Given the rise of ecommerce activity and smartphone penetration, there are a rising number of entrants in the mobile marketing space such as MoEngage, Localytics and Kahuna to name a few. Similarly, players like Intercom operate in the email marketing space. Avlesh however feels that WebEngage is differentiated from the others by the fact that it tries to engage that anonymous user on the website.

He adds, “We created that guy. No one was dealing with that guy. This whole idea of anonymous ad engagement based on activity is what we do at WebEngage. Now with the new product, we have integrated all three – we now can engage the user on app, email, and web.”

Given the rising competition in the space as well as the fact that the big ecommerce firms have in-house technical teams, one may question how defensible is WebEngage? Would it make sense for these firms to create a WebEngage of their own rather than buy?

user-stats-overview

To this Avlesh has a simple answer, “The short answer is that they can, the long answer is that they won’t. Think of it this way. If you are an ecommerce firm, your core function is commerce. Everything else is an ancillary function. All marketing functions are now data driven. If you have to build that level of sophistication which we spent four years to make, you are talking about building a WebEngage. So you can do this or focus on your core function and leave it to companies for whom it is their bread butter. Any sane company worth its salt won’t do this unless it has policies around sharing data. Because tools like us need a lot of data to glean. So the reasons for not engaging us would be around data and not the fact that their engineers can build this too.”

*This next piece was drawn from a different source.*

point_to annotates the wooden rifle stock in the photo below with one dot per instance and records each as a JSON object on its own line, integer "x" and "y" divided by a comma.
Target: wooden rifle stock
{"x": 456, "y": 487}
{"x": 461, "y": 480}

The short answer is that they can, the long answer is that they won’t.

Given the fact that this is a company which practically created the on-site marketing category, bringing that anonymous user in the limelight, it is obvious that ecommerce biggies have chosen to power their sites with WebEngage rather than waste time in creating one! More so with the new product, which will be a comprehensive platform for them to track all user activity across channels, WebEngage seems to have added yet another bastion to its defensibility. It will be interesting to see how the new product augurs for Avlesh’s and Ankit’s dream of delivering a huge SaaS company from India!